An example of a stump cut dormant Crepe Myrtle. When this is done year after year you end up with a deformed looking tree that is prone to wind damage when in bloom.
I don’t usually start off a blog in such a negative way, but there are certain practices out there which need to be stopped, and many of these occur in the spring. I recently have seen many timely articles about the annual ritual of hacking off the top half of Crepe Myrtle trees. One in particular hit the nail on the head, titling it “Crepe Murder.” This practice involves stump cutting the entire tree down to a certain height. It is very unattractive and unnatural-looking when the foliage is gone, namely all winter, and when done year after year, you end up with knobby branches. To me, this sort of looks like the painful joints of an arthritic person. I have seen many pear trees mutilated in the same way. Many people do this because they see paid gardeners do this and unsuspectingly think it’s the right thing to do.
Tip — The proper way to keep a Crepe Myrtle trimmed is to cut the branches at the base of the branch, just like you do for most other plants. This will maintain the proper branching structure and keep it natural.
This is what happens to trees which have had the mulch piled too high, "mulch volcano" style. The roots are struggling to receive water and nutrients growing toward the surface, instead of downward where they are needed for stability.
Another really bad practice that I would like to caution against is the “Mulch Volcano.” This is when the mulch is piled really high around the base of a tree with a dip in the center where the trunk comes out from the dirt. Many so called “professional” gardening crews do this as a standard practice, and so again many gardeners follow suit, thinking it is correct. In fact, it will actually kill the tree, choking off all rain and nutrients from ever reaching the poor root system. The example to the right shows what happens to them if they don’t die. Notice how the roots will try to grow upwards to the surface in order to reach moisture. This can cause a host of new issues to deal with, such as the roots protruding out of the dirt compromising their stability, and causing them to be easily harmed during mowing. Also, it makes the roots easy to trip over if you are walking under the tree.
Another item that I would like to caution about is spraying weed killer. If it is not a completely windless day, the mist can carry quite a distance killing everything along the way. The best tip I have come across is to dip a sponge in the herbicide and lightly touch it to the weeds you want taken out. For a large area, such as killing the grass for a new garden bed, apply it with a paint roller. Quick and easy!

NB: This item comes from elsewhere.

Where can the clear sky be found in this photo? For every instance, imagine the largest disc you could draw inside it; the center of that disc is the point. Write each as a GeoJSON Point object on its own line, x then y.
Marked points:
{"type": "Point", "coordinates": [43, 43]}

When daffodils and other bulbs have finished blooming, deadhead the spent blooms but leave the foliage for at least a month before cutting it down. This will ensure a beautiful and healthy display the following Spring.
One more quick don’t- when your daffodils and other bulbs have finished blooming for the season, don’t cut the foliage to the ground just yet. Go ahead and remove the dried up blooms, but leave the foliage until the green color fades. This is how the bulb replenishes itself with nutrients for the following spring, so it’s important to allow the leaves to soak in the rain and sun for an extra month or so.